Différence cortado et flat white ?
La différence est substantielle. Le flat white utilise un double ristretto et 80 à 100 ml de lait finement texturé — c'est une boisson laitière construite autour du café. Le cortado utilise un espresso simple et un volume égal de lait — c'est une boisson équilibrée où les deux composants ont le même poids. Le cortado est plus court, plus direct, plus espresso-dominant.
Pourquoi servir dans un verre en métal ?
Le verre en métal est la tradition espagnole des bars de comptoir. Il maintient la chaleur, résiste aux chocs, et sa transparence ou semi-transparence permet de voir le ratio des couches. Dans les coffee shops contemporains, le verre borosilicate a largement remplacé le métal, mais la logique reste la même : montrer la boisson, pas la cacher dans une tasse opaque.
Peut-on faire un cortado sans machine espresso ?
Oui, avec une cafetière moka ou une AeroPress en mode concentré. La moka produit un café assez dense pour supporter l'ajout de lait en ratio 1:1 sans se diluer excessivement. L'AeroPress en extraction courte et serrée donne un résultat proche. Le résultat diffère du cortado de bar — moins de corps, pas de crema — mais la logique de la boisson est respectée.
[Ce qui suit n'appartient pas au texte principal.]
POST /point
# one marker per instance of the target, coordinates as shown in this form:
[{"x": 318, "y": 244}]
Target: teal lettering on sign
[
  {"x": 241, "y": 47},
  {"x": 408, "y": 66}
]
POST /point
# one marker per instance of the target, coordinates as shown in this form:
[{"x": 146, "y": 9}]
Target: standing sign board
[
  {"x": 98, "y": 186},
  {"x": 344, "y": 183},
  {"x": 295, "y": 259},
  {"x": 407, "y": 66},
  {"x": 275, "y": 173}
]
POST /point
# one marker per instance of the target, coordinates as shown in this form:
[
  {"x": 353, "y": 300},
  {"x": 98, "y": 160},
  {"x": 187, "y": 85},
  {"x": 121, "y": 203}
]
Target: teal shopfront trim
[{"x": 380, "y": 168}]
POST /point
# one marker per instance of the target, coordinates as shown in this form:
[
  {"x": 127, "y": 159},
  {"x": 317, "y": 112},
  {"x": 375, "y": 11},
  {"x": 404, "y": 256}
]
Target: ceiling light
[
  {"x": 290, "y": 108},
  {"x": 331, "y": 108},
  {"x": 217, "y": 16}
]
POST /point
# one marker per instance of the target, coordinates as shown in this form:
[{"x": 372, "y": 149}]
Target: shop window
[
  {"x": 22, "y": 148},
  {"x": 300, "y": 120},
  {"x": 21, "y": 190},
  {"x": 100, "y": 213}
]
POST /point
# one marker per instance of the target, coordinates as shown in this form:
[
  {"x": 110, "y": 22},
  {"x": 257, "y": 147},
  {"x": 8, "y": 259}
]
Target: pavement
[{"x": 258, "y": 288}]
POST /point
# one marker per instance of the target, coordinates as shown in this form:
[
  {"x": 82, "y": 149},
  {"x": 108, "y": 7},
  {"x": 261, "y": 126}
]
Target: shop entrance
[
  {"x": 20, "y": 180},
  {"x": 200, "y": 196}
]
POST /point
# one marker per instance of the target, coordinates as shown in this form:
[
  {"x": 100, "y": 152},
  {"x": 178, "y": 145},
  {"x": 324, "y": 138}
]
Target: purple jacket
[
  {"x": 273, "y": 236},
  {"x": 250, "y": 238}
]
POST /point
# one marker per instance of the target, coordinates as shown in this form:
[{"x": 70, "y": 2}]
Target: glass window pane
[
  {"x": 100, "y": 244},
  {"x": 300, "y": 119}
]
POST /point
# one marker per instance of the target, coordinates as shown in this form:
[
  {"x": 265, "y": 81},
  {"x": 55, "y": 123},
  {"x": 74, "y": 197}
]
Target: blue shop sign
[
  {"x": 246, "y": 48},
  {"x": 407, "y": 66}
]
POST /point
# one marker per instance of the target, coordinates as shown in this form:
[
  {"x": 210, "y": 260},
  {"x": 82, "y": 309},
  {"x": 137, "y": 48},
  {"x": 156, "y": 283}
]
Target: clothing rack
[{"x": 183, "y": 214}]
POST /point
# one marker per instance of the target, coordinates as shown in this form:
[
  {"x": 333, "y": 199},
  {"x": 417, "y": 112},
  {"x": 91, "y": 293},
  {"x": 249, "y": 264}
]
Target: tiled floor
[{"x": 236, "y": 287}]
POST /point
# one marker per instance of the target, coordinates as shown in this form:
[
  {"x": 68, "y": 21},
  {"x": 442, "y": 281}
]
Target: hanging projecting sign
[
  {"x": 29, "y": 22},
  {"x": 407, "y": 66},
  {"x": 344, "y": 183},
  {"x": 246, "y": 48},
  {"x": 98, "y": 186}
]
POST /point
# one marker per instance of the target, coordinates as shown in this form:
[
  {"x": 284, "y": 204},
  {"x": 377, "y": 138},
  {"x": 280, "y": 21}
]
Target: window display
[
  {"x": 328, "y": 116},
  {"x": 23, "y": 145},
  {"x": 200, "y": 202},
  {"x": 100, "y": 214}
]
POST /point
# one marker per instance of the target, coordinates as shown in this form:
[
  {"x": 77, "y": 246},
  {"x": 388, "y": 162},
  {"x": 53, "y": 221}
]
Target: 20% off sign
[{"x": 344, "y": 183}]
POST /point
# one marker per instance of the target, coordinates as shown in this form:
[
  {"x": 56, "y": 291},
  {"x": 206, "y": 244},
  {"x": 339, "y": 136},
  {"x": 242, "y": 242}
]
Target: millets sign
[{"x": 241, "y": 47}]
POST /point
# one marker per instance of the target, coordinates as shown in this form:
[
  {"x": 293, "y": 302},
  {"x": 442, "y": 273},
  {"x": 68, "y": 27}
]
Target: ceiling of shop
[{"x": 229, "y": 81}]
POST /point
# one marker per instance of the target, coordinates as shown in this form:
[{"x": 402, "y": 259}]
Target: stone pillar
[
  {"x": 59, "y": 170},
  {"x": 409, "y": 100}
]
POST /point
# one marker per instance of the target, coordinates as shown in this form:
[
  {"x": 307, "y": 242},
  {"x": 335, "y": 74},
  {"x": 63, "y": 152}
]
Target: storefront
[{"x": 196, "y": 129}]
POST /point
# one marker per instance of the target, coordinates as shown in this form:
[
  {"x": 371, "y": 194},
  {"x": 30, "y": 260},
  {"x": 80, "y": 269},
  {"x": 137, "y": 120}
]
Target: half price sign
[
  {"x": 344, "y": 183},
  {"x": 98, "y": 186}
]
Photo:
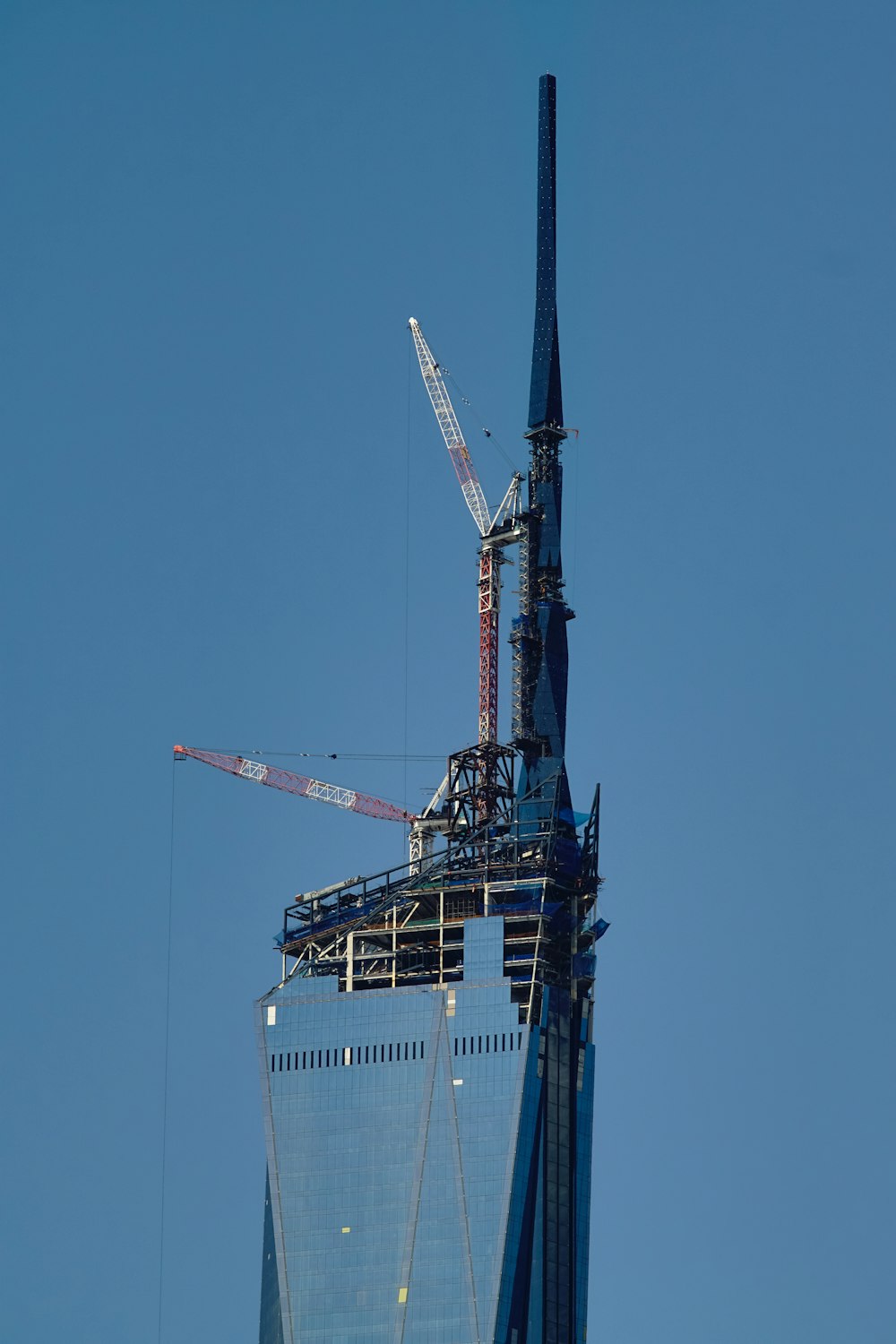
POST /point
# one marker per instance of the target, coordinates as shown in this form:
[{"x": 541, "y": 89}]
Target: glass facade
[{"x": 421, "y": 1161}]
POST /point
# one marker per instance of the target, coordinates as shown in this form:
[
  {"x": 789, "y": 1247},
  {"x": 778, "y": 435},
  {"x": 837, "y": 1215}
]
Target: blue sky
[{"x": 226, "y": 492}]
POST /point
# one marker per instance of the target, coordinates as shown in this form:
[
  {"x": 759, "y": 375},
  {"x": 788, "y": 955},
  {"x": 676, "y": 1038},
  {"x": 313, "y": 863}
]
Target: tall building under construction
[{"x": 426, "y": 1059}]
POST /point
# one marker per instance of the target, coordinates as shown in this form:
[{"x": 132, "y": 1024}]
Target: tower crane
[
  {"x": 495, "y": 531},
  {"x": 424, "y": 827}
]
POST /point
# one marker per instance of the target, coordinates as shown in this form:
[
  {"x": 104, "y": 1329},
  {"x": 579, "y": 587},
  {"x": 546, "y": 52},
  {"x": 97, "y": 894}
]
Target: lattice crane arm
[
  {"x": 300, "y": 784},
  {"x": 452, "y": 435}
]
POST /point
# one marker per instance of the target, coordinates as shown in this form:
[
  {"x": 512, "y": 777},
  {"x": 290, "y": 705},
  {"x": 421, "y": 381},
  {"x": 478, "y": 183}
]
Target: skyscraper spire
[
  {"x": 546, "y": 401},
  {"x": 544, "y": 659}
]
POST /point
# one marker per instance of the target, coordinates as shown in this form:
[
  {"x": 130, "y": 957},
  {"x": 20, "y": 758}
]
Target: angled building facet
[{"x": 427, "y": 1061}]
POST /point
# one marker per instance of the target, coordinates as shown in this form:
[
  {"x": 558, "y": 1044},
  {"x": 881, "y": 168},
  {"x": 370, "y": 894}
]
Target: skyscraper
[{"x": 427, "y": 1059}]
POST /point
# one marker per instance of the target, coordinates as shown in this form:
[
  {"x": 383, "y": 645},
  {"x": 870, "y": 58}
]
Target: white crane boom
[{"x": 452, "y": 432}]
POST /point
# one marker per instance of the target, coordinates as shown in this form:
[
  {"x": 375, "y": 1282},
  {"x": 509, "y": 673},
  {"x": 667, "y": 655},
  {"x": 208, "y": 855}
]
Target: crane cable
[{"x": 166, "y": 1054}]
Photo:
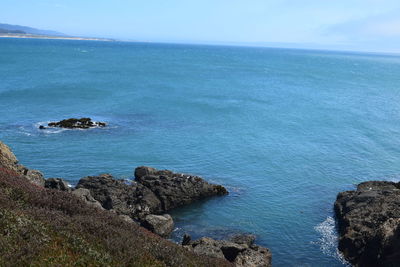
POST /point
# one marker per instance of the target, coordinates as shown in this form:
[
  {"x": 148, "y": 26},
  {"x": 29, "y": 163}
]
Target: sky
[{"x": 360, "y": 25}]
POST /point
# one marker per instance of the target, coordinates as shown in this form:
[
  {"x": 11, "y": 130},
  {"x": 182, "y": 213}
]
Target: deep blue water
[{"x": 284, "y": 130}]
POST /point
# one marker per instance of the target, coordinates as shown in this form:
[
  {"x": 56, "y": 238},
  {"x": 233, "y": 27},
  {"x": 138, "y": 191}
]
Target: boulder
[
  {"x": 132, "y": 199},
  {"x": 255, "y": 257},
  {"x": 176, "y": 189},
  {"x": 82, "y": 123},
  {"x": 243, "y": 253},
  {"x": 8, "y": 161},
  {"x": 162, "y": 225},
  {"x": 85, "y": 195},
  {"x": 58, "y": 184},
  {"x": 369, "y": 224}
]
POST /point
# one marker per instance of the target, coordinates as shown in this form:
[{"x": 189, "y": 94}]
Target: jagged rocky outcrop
[
  {"x": 176, "y": 189},
  {"x": 152, "y": 193},
  {"x": 132, "y": 199},
  {"x": 240, "y": 250},
  {"x": 163, "y": 225},
  {"x": 9, "y": 162},
  {"x": 85, "y": 195},
  {"x": 58, "y": 184},
  {"x": 369, "y": 224},
  {"x": 82, "y": 123}
]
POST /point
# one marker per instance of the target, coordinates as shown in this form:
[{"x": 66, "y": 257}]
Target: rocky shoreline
[
  {"x": 72, "y": 123},
  {"x": 145, "y": 202},
  {"x": 369, "y": 224}
]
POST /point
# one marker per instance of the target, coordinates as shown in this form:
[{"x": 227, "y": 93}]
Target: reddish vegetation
[{"x": 48, "y": 227}]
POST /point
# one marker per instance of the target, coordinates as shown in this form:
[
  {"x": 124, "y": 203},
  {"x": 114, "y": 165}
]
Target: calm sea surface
[{"x": 284, "y": 130}]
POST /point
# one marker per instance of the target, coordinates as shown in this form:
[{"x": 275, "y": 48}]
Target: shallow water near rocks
[{"x": 284, "y": 130}]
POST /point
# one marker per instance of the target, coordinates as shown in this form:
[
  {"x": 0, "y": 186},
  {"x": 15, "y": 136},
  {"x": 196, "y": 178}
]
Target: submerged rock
[
  {"x": 9, "y": 162},
  {"x": 244, "y": 253},
  {"x": 82, "y": 123},
  {"x": 176, "y": 189},
  {"x": 163, "y": 225},
  {"x": 369, "y": 224}
]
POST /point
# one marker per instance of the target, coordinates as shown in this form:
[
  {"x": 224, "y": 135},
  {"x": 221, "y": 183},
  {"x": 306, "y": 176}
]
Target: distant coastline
[{"x": 36, "y": 36}]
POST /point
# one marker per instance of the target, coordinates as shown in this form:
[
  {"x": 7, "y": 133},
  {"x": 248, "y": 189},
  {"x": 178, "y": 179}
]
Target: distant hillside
[
  {"x": 11, "y": 31},
  {"x": 8, "y": 28}
]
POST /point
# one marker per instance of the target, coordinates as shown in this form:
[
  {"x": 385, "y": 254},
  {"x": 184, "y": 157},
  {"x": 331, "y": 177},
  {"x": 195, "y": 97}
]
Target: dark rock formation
[
  {"x": 82, "y": 123},
  {"x": 153, "y": 192},
  {"x": 163, "y": 225},
  {"x": 176, "y": 189},
  {"x": 134, "y": 200},
  {"x": 244, "y": 253},
  {"x": 85, "y": 195},
  {"x": 9, "y": 162},
  {"x": 369, "y": 224},
  {"x": 57, "y": 183}
]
Cortado avec lait végétal ?
Possible, avec un choix judicieux. Le lait d'avoine est le meilleur substitut : il chauffe bien, crée une légère texture et son profil sucré-céréalier se marie sans brutalité avec l'espresso. Le lait de soja fonctionne aussi. Le lait d'amande et le lait de riz sont trop aqueux et manquent de corps pour respecter l'équilibre du cortado.